[x86_64] Implement __imag__ of float _Complex using shufps.

Message ID 022001d8894d$aa3a6370$feaf2a50$@nextmovesoftware.com
State Committed
Commit 64d4f27a0ce47e97867512bda7fa5683acf8a134
Headers
Series [x86_64] Implement __imag__ of float _Complex using shufps. |

Commit Message

Roger Sayle June 26, 2022, 11:12 a.m.

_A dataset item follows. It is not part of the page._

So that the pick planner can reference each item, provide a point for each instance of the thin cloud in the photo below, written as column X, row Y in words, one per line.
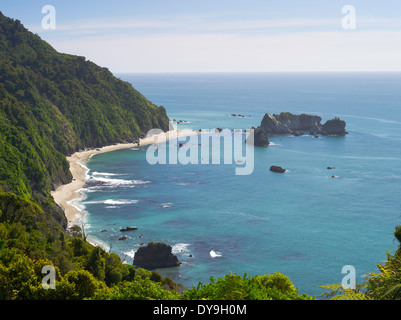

UTC
  This patch is a follow-up improvement to my recent patch for
PR rtl-optimization/7061.  That patch added the test case
gcc.target/i386/pr7061-2.c:

float im(float _Complex a) { return __imag__ a; }

For which GCC on x86_64 currently generates:

        movq    %xmm0, %rax
        shrq    $32, %rax
        movd    %eax, %xmm0
        ret

but with this patch we now generate (the same as LLVM):

        shufps  $85, %xmm0, %xmm0
        ret

This is achieved by providing a define_insn_and_split that allows
truncated lshiftrt:DI by 32 to be performed on either SSE or general
regs, where if the register allocator prefers to use SSE, we split
to a shufps_v4si, or if not, we use a regular shrq.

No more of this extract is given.